You could check out this paper:

Steven Du and Xi Zhang. 2016. Aicyber at SemEval-2016 Task 4: i-vector based sentence representation. In Proceedings of the 10th International Workshop on Semantic Evaluation (SemEval 2016), San Diego, US

3)Researcher are also looking for the output of certain layer in RNN or LSTM network, recent example is:

http://www.aaai.org/ocs/index.php/AAAI/AAAI16/paper/view/12195

4)For the gensim doc2vec, many researchers could not get good results, to overcome this problem, following paper using doc2vec based on pre-trained word vectors.

Jey Han Lau and Timothy Baldwin (2016). An Empirical Evaluation of doc2vec with Practical Insights into Document Embedding Generation. In Proceedings of the 1st Workshop on Representation Learning for NLP, 2016.

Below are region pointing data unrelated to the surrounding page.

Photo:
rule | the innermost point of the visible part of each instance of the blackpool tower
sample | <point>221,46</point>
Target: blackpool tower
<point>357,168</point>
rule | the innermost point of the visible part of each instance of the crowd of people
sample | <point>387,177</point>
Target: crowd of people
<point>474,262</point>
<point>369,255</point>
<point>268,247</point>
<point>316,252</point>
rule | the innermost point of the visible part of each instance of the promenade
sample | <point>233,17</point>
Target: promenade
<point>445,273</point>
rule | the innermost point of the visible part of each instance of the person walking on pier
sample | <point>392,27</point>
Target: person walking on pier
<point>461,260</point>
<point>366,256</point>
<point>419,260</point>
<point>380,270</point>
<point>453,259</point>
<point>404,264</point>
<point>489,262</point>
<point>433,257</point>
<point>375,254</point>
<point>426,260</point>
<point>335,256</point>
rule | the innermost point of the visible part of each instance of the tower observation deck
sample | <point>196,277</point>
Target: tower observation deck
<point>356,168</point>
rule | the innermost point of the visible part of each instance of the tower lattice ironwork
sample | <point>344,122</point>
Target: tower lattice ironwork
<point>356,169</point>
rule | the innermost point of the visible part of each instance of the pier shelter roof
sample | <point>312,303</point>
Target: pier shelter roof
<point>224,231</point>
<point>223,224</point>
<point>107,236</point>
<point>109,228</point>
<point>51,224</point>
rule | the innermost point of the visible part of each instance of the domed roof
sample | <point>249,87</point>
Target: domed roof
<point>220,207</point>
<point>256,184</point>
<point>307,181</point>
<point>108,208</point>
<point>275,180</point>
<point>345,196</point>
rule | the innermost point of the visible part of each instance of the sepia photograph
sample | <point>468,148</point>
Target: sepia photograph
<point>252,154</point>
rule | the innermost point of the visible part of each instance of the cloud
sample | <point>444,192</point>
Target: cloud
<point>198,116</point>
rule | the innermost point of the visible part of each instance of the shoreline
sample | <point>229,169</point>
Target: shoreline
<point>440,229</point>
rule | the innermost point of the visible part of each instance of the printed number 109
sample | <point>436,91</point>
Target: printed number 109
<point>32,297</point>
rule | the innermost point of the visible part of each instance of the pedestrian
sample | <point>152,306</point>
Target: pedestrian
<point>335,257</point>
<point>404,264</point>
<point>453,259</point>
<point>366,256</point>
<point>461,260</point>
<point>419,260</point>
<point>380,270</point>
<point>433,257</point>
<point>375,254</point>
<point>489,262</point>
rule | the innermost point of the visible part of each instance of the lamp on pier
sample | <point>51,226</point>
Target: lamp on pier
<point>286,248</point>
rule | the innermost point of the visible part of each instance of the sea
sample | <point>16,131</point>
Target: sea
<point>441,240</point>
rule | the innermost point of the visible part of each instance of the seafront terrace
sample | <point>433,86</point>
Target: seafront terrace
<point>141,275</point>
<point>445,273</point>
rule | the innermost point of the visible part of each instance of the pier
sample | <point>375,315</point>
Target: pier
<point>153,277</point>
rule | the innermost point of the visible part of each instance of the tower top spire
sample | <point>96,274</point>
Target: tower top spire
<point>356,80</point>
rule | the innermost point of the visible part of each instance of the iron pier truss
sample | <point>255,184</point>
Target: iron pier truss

5) tweet2vec or sent2vec .

Facebook has SentEval project for evaluating the quality of sentence vectors.

https://github.com/facebookresearch/SentEval

6) There are more information in the following paper:

Neural Network Models for Paraphrase Identification, Semantic Textual Similarity, Natural Language Inference, and Question Answering


And for now you can use 'BERT':

Google release the source code as well as pretrained models.

https://github.com/google-research/bert

And here is an example to run bert as a service:

https://github.com/hanxiao/bert-as-service

I've had good results from:

  1. Summing the word vectors (with tf-idf weighting). This ignores word order, but for many applications is sufficient (especially for short documents)
  2. Fastsent

There are several ways to get a vector for a sentence. Each approach has advantages and shortcomings. Choosing one depends on the task you want to perform with your vectors.

First, you can simply average the vectors from word2vec. According to Le and Mikolov, this approach performs poorly for sentiment analysis tasks, because it "loses the word order in the same way as the standard bag-of-words models do" and "fail[s] to recognize many sophisticated linguistic phenomena, for instance sarcasm". On the other hand, according to Kenter et al. 2016, "simply averaging word embeddings of all words in a text has proven to be a strong baseline or feature across a multitude of tasks", such as short text similarity tasks. A variant would be to weight word vectors with their TF-IDF to decrease the influence of the most common words.

A more sophisticated approach developed by Socher et al. is to combine word vectors in an order given by a parse tree of a sentence, using matrix-vector operations. This method works for sentences sentiment analysis, because it depends on parsing.

Deep averaging network (DAN) can provide sentence embeddings in which word bi-grams are averaged and passed through feedforward deep neural network(DNN).

It is found that transfer learning using sentence embeddings tends to outperform word level transfer as it preserves the semantic relationship.

You don't need to start the training from scratch, the pretrained DAN models are available for perusal ( Check Universal Sentence Encoder module in google hub).

Google's Universal Sentence Encoder embeddings are an updated solution to this problem. It doesn't use Word2vec but results in a competing solution.

Here is a walk-through with TFHub and Keras.

let suppose this is current sentence

import gensim
from gensim.models import Word2Vec
from gensim import models
model = gensim.models.KeyedVectors.load_word2vec_format('path of your trainig
dataset', binary=True)


strr = 'i am'
strr2 = strr.split()
print(strr2)
model[strr2] //this the the sentance embeddings.